It’s tax filing season and time to gather your information and fill out your tax forms. But did you know that if you use virtual currency, like bitcoin, you may have to report it to IRS and include it in your taxable income?
Today’s WatchBlog looks at our recent report on how tax laws apply to virtual currency.
How do you know if you have to pay taxes on your virtual currency use? Answer: It depends.
IRS guidance says that virtual currency should be treated like property. So, you need to report income paid in virtual currency because all income is taxable. That also means that if you buy virtual currency and later sell it for a higher price, you may have to pay tax on the difference.
But it’s not always easy to keep track of these virtual currency gains and losses because virtual currency values can fluctuate and taxpayers need to calculate their gains and losses for every transaction. And it gets even more complicated if you had a hard fork (i.e., when a blockchain splits into 2 incompatible versions) or airdrop (i.e., when virtual currency is given out for free, often as a way of promoting new types of virtual currency).We found that IRS’s virtual currency guidance is not always clear for taxpayers. For example, IRS did not mention in its 2019 FAQs that the FAQs could change without notice and that taxpayers cannot fully rely on them. We recommended that IRS address this.

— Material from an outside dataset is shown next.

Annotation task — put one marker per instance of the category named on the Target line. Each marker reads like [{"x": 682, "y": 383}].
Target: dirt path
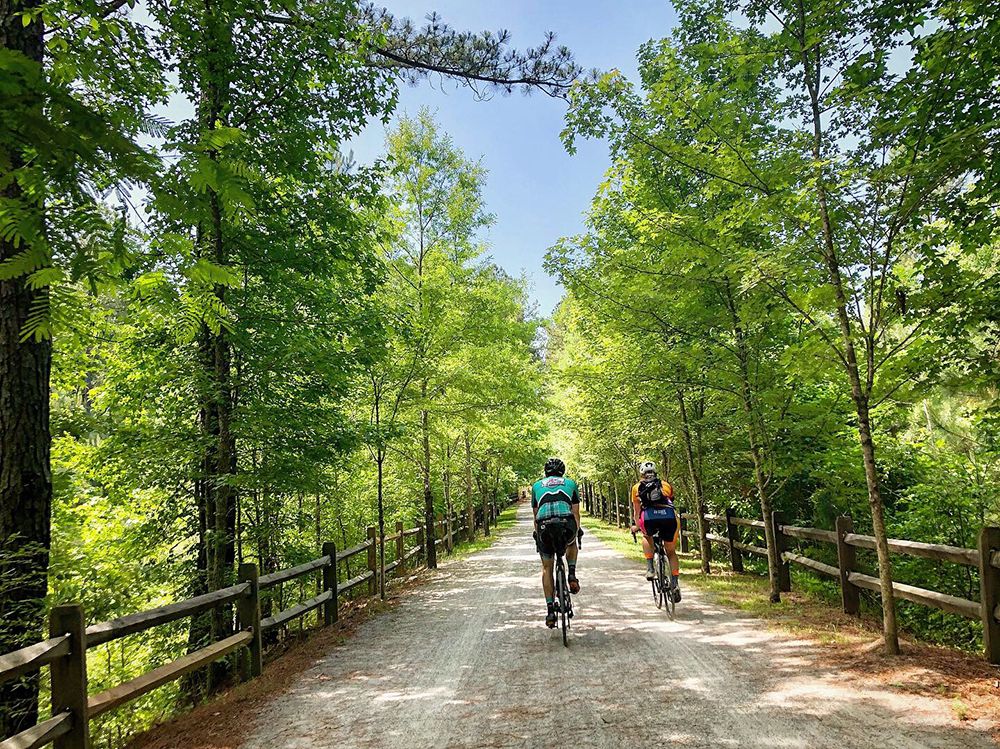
[{"x": 467, "y": 662}]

Who reports your virtual currency use to IRS?
Taxpayers need to report their income to IRS annually, and IRS has found that taxpayers are more likely to do it accurately if someone else, like an employer, financial institution, or another third party, also reports it.
Virtual currency users may have a hard time figuring out their taxable income from virtual currencies because there is limited third-party reporting. This is due to confusion about who is required to report, what they should report, and what tax forms they should use. We recommended that IRS take steps to improve third-party reporting for virtual currencies.